Construction work at the Mount of Olives cemetery, April 24, 2017.Credit: Olivier Fitoussi

“It’s impossible to ignore the location and political context prevailing at the site,” said Hagit Ofran, coordinator of the settlement watch team at the Peace Now organization.

“Establishing a tourist site in the heart of the historic basin of Jerusalem, adjacent to a mosque, opposite the Temple Mount, means building a kind of settlement. This project – together with the tourist settlement being promoted by the government in Palestinian neighborhoods in the area of the Old City – not only increases tensions in Jerusalem and harms the delicate fabric of life there, but also threatens the prospect of reaching any compromise agreement in Jerusalem,” Ofran added.
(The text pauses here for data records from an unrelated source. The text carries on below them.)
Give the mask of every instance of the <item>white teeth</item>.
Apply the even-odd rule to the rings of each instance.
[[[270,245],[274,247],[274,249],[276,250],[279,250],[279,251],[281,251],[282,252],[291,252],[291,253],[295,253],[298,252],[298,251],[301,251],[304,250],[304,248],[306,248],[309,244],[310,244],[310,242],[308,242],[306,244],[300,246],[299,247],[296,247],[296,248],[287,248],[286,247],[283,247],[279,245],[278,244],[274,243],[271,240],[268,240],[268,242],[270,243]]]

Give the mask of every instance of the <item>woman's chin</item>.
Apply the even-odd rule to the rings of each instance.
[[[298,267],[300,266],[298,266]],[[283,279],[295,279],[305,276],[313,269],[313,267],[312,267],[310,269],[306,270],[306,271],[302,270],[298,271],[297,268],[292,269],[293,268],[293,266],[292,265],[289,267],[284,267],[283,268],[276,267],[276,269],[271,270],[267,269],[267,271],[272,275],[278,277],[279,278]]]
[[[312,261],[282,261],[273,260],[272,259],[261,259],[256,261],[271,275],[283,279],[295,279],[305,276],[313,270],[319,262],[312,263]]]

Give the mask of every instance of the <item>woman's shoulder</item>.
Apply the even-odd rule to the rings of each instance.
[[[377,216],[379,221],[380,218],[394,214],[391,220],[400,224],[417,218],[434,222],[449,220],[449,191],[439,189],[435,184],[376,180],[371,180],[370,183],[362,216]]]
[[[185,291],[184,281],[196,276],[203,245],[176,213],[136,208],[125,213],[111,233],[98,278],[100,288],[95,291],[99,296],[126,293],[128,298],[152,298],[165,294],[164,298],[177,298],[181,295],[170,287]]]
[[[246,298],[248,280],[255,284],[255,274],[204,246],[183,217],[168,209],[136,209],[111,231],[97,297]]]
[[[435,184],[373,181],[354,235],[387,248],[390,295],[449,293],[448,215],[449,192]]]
City hall said the land is adjacent to a mosque and currently serves as a parking lot. “There is no intention to harm the mosque or what is around it,” it said. “There is an old municipal construction plan for the site earmarking it as part of the cemetery, but not as land earmarked for graves. In light of this, it was decided to advance the establishment of a center for information services on the Mount of Olives. As with any plan it is possible to file an objection, which will be considered according to accepted [procedure] by various planning committees.”

In practice, however, work on the visitor center appears to have begun, even before the plan was published for objections.